He would do anything for his beautiful wife Sally, his kids Brendan, Nathan, Stephen and Tamara, siblings Ian, Peter, Yvonne, Shirley and Barbara and his dad, Noel.
And, it seems, too many grandchildren were never enough for Bernie – at last count there were 14, with Junior Briggs on the way.
In July, 2014 the world irrevocably changed for Bernie Briggs.
He was diagnosed with pancreatic cancer and given just seven months to live.
He fought the typical Bernie Briggs fight, though, and gave it all he had.
What will be, will be, he often told his family.
Despite enduring the anguish and the suffering of a journey that was never going to have a happy ending, Bernie and Sally in 2015 were the faces of the New England and north-west Daffodil Day Local Heroes awareness campaign for Cancer Council NSW.
Their photo and stories were featured with in-print and online promotional material that helped raise awareness and much-needed funds for cancer research across the globe.

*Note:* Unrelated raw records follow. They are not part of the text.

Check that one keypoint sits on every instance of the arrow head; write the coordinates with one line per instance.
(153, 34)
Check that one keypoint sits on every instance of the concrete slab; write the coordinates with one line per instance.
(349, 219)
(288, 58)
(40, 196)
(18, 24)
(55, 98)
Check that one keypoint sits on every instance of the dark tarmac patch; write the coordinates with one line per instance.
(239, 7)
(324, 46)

The gesture was typical of Bernie’s willingness to chip in and help others travelling a similar journey, despite the personal battle he was fighting.
Bernie passed away on January 13, 2017.
He was 58 years of age and would have celebrated his 59th birthday on Monday, just gone.
He was at home with his family and it was peaceful, and now the pain and suffering is over.
Vale Bernie Briggs.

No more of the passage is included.